Thanks, NTX - glad to see you made it through, and congratulations on your efforts!. I have no expectations at this point, and have mentally prepared myself for a very long haul.
I just actually had to put up a bit of a boundary. I have W's grandmother's piano still in my house, and she texted me demanding a Monday or Friday where she could bring people to come get it.
I replied that I worked those days, but I worked from home Tuesday and Thursday. She said she had movers (one of which is the guy she had an EA with and broke it off), and I simply said that I didn't want people I didn't know in my home, but I'd be happy to help her on either Tuesday or Thursday. She started cussing at me, so I simply said, "Please contact me again when you can speak to me politely." Then I quit responding. She called me an "a$$hole", but I ignored it.

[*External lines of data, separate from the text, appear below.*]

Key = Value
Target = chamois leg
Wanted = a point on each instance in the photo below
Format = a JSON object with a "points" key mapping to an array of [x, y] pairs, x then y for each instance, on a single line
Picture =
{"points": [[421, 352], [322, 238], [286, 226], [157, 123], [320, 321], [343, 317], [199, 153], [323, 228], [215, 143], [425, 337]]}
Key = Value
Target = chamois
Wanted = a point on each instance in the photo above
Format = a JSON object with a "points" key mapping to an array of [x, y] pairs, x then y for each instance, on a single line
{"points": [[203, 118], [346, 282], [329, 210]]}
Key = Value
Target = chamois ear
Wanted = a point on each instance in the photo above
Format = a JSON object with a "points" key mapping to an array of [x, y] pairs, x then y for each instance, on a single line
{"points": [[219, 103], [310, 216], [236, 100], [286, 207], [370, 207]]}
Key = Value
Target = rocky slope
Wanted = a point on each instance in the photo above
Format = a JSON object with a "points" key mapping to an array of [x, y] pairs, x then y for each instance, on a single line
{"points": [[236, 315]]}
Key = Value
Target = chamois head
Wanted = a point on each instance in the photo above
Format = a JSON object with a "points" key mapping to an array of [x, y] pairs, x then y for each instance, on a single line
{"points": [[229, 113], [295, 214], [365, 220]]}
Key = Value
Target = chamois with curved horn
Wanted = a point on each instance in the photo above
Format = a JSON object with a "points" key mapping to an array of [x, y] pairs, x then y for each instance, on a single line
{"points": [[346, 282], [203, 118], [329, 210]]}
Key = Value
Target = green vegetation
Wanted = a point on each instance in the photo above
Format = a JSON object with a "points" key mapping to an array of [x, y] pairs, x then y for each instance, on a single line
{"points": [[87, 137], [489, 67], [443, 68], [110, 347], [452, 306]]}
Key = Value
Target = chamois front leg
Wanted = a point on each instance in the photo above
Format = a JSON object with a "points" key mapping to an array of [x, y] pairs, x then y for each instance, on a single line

I wasn't nasty, didn't respond to her cussing, and set a boundary. It IS her piano, and it is been passed down to her, and I absolutely think she should have it, but I'm certainly not going to try to take off work to accommodate her demanding a time.
It is a little scary - my head screams at me, "You're gonna ruin any chance you have at reconciling", but my heart says, "It's time to quit rolling over." I remember a very similar scenario with XW1, and our dynamic changed from her demanding and me scurrying to make her happy, to her politely asking permission (and typically getting it).